Aquellos versos breves que saltaban románticos del inglés al francés, viajaban de Sudamérica al “ti ricordo ancora” simulando pasión o se asomaban de pronto al portugués por aquello de la intraducible saudade: recursos que la canción popular solía usar con cierta ingenuidad, pero que entendía quien fuese los escuchara. La ola “urbana” ha venido a complicar las cosas, con neologismos imposibles y de fonética dudosa. Segurosqui, Otro fili, Corashe son hits recientes de reggaetón y de trap dispuestos a una semántica sólo para iniciados.

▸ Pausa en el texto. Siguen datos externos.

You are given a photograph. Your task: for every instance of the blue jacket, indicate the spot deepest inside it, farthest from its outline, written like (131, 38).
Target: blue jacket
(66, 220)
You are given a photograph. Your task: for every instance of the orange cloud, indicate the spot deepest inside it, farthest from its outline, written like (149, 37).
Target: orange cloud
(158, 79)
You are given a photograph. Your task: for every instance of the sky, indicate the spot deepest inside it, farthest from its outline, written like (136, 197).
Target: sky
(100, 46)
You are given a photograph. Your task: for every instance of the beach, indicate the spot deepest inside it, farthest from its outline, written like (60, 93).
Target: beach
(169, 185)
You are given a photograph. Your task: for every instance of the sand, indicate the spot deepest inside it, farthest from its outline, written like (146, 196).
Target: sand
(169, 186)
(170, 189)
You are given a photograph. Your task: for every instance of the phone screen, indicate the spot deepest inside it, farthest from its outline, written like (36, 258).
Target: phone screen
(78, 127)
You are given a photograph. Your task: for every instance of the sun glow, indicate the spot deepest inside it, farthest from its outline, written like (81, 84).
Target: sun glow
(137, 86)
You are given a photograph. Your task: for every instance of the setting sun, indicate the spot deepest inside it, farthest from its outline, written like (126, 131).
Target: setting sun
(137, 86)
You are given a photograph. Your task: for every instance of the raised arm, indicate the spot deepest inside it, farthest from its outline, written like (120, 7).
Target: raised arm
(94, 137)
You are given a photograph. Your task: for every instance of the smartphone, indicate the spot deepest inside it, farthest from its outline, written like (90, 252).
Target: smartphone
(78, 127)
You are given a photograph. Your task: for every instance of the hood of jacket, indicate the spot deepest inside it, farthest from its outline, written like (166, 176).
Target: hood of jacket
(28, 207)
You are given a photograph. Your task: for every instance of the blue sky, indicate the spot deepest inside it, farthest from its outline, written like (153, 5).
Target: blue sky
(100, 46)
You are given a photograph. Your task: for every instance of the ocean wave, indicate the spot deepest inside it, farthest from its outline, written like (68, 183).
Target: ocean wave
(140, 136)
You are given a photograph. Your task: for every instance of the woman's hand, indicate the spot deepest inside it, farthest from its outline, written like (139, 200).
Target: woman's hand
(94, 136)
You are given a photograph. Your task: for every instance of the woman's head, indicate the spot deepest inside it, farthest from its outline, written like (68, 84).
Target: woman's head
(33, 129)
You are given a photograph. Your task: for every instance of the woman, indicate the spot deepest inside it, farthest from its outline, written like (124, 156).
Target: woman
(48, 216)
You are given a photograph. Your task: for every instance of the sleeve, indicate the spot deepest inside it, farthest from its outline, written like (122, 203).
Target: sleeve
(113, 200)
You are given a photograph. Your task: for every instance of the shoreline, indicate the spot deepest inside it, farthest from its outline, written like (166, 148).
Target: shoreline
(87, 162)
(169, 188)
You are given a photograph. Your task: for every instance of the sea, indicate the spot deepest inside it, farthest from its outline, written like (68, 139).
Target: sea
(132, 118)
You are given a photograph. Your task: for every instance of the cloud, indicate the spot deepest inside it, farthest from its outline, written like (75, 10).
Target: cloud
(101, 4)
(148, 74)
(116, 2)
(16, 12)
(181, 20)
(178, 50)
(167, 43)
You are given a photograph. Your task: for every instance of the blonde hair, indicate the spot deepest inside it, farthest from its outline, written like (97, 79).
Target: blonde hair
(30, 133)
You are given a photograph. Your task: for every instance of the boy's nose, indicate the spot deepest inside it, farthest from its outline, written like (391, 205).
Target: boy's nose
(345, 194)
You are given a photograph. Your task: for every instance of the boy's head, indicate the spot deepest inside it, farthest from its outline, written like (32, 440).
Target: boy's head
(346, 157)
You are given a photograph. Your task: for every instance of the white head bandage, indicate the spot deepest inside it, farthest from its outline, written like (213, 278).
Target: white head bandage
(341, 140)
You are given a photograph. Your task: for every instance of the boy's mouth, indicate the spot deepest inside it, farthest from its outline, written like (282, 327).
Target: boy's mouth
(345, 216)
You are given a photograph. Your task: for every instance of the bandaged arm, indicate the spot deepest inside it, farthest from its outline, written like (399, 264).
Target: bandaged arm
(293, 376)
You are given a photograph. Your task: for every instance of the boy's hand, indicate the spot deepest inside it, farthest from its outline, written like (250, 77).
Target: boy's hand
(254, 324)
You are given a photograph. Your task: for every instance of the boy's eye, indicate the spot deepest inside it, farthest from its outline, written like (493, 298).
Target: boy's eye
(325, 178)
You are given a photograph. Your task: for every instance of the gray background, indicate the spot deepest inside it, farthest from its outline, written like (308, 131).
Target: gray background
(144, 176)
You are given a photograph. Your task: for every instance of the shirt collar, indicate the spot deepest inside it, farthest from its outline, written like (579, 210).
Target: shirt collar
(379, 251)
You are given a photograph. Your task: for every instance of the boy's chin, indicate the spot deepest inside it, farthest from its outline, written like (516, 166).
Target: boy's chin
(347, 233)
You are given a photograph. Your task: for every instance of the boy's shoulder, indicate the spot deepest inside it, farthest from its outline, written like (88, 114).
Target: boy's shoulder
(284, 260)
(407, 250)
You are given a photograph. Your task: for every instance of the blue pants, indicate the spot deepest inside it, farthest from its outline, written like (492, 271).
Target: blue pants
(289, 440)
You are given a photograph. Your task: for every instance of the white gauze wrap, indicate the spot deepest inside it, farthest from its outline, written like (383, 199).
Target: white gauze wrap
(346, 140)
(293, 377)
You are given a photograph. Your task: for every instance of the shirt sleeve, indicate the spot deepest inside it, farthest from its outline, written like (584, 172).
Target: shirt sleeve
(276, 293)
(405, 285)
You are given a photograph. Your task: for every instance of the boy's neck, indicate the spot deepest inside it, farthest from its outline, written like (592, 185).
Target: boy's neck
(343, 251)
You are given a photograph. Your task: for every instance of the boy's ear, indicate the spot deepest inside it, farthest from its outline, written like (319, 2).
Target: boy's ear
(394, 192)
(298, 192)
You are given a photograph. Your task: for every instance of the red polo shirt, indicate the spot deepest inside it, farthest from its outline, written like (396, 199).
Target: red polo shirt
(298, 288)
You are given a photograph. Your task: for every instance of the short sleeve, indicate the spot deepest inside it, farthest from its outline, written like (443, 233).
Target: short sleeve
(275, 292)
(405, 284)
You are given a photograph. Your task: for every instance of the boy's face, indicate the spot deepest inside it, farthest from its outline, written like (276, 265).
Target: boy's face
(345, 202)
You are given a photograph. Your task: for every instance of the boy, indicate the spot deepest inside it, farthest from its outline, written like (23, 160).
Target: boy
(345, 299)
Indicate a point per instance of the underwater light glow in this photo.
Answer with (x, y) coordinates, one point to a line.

Hay decenas de otros ejemplos.

Los adelantos del próximo álbum de Rosalía iban a activar sí o sí la expectativa, pero su spanglish a borbotones y sus títulos casi inrastreables (Hentai, Saoko; este último, un término africano para “ritmo, alegría, movimiento” que ya Daddy Yankee y Wisin habían usado en un tema conjunto) son hoy categoría aparte de análisis.

Las pistas sobre el disco que en marzo sucederá al magnífico El mal querer (2018) cuentan ya con videos completos de decodificación y taxonomía pop a cargo de fans. No es cosa de llegar y cantar “como sex siren, yo me transformo”, y luego esperar que el mundo se quede quieto. Una cosa es una declaración de amor rumbera y dramática, y otra diferente “te quiero, ride, como a mi bike / hazme un tape modo spike…” (en japonés, el término ‘hentai’, que titula el tema, alude a fetiches sexuales, y pasó al manga como sinónimo de perversión). Son códigos de cruce no ya entre géneros y tradiciones, sino que entre sub-sub-culturas y sus claves de pertenencia.

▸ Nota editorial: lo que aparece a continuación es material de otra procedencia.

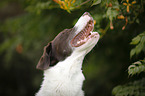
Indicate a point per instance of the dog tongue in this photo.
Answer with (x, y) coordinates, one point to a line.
(81, 37)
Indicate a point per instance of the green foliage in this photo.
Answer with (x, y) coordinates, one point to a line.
(95, 2)
(135, 88)
(137, 67)
(139, 41)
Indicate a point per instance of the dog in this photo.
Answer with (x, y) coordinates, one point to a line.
(63, 57)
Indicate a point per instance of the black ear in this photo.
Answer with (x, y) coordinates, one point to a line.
(45, 60)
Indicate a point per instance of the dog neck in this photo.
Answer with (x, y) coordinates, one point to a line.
(65, 77)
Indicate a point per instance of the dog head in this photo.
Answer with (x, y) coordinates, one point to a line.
(80, 38)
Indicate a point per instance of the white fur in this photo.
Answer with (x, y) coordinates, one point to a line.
(66, 77)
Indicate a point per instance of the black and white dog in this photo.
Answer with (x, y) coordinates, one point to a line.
(63, 57)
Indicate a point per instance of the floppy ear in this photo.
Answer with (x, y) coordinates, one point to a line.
(45, 60)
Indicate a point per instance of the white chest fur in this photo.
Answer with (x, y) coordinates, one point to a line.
(65, 78)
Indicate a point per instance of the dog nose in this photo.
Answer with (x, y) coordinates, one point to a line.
(87, 13)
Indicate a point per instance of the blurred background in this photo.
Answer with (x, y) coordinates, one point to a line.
(115, 66)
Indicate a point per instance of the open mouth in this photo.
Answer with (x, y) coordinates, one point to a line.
(84, 35)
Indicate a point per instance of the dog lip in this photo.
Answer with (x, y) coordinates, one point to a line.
(84, 35)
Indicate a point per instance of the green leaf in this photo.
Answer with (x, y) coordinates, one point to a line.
(130, 89)
(136, 67)
(95, 2)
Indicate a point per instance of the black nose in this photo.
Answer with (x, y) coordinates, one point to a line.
(87, 13)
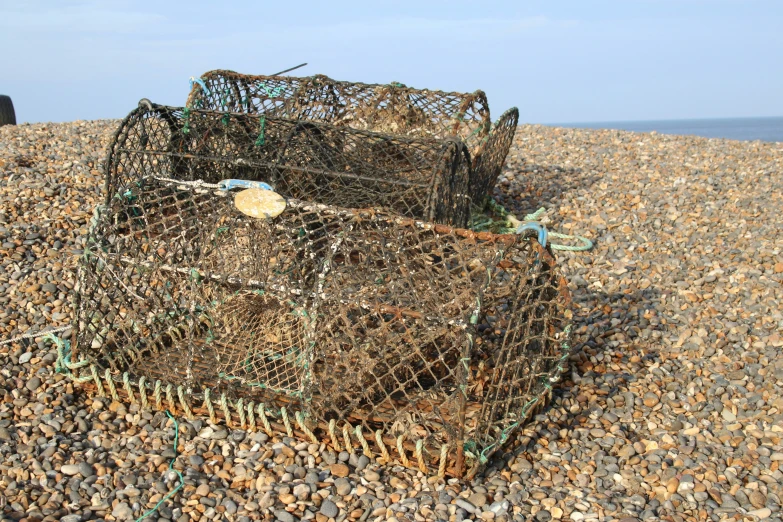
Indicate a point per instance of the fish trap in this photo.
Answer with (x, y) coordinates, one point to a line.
(393, 109)
(425, 178)
(410, 342)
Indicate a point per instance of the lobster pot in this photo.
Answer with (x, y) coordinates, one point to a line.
(423, 178)
(411, 342)
(388, 109)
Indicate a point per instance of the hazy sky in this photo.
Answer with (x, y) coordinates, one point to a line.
(558, 61)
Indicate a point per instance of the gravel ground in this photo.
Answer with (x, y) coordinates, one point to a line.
(672, 410)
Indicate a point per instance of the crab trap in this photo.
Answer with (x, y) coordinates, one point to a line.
(392, 109)
(408, 341)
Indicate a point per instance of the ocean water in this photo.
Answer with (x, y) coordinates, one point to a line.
(745, 129)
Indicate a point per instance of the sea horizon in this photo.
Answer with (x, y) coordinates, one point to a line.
(768, 128)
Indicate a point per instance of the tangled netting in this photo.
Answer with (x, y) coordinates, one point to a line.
(411, 341)
(425, 178)
(384, 108)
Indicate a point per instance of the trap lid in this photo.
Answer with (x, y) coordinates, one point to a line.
(259, 203)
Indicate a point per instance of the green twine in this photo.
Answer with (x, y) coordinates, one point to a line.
(186, 118)
(171, 467)
(261, 139)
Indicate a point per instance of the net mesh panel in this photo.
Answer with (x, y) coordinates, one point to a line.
(424, 337)
(424, 178)
(385, 108)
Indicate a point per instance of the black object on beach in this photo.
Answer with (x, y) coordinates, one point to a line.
(7, 114)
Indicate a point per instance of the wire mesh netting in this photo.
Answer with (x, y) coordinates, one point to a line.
(409, 341)
(385, 108)
(425, 178)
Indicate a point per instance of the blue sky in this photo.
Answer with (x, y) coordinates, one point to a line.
(558, 61)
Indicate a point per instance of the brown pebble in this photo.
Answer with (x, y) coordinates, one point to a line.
(339, 470)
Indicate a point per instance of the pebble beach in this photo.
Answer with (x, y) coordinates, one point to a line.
(671, 408)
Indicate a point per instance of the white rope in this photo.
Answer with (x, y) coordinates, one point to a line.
(33, 336)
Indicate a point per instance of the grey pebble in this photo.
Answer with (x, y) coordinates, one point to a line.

Requiere talento coordinar esa búsqueda entre los márgenes con una ambición profesional global. Saber cómo, cuándo y con quién amplificar lo que se cosecha en los bordes define a las estrellas pop más interesantes, y la barcelonesa lo consigue con una libertad impensada en quienes la antecedieron. Tuvo en sus inicios similar visión para enredar con desprejuicio raíces andaluzas y pulso reguetonero.

Pero una vez encendido el debate por una posible “apropiación cultural” de su parte, Rosalía corría ya muy por delante de sus críticos, grabando con The Weeknd y J Balvin, tomando nota de las lecciones de estilismo centroamericano, atiborrando sus videos de relatos visuales paralelos, instalándose al fin en Miami como sede multicultural de operaciones. Lujo y calle, sexo y cerebro, este y oeste Atlántico, feminismo y exhibición: “Me contradigo, yo me transformo/ Soy to’a’ las cosa’… fuck el estilo / tela y tijera, ¡y ya! / Cógela y córtala, ¡y ya!”.

Cómo no escuchar en los versos de Saoko un manifiesto personal. Los emite con una autoconfianza probablemente rastreable también en Billie Eilish, Little Simz, Alizzz; estrellas de una generación que considera natural que sus ansias de avanzada sean también masivas (es elocuente que alguien como C. Tangana admita aspirar a la fama de Julio Iglesias), y no restringidas al antiguo indie de guitarras que hoy se parece al pariente conservador. En su cantautoría y producción pop el lenguaje no es el idioma, ni el género clasificación. Se canta en la jerga de la interconexión, se habla el argot de la multirreferencia y se trabaja en colaboración a distancia. Es una narrativa completamente nueva; no siempre clara, mas sí inspiradora.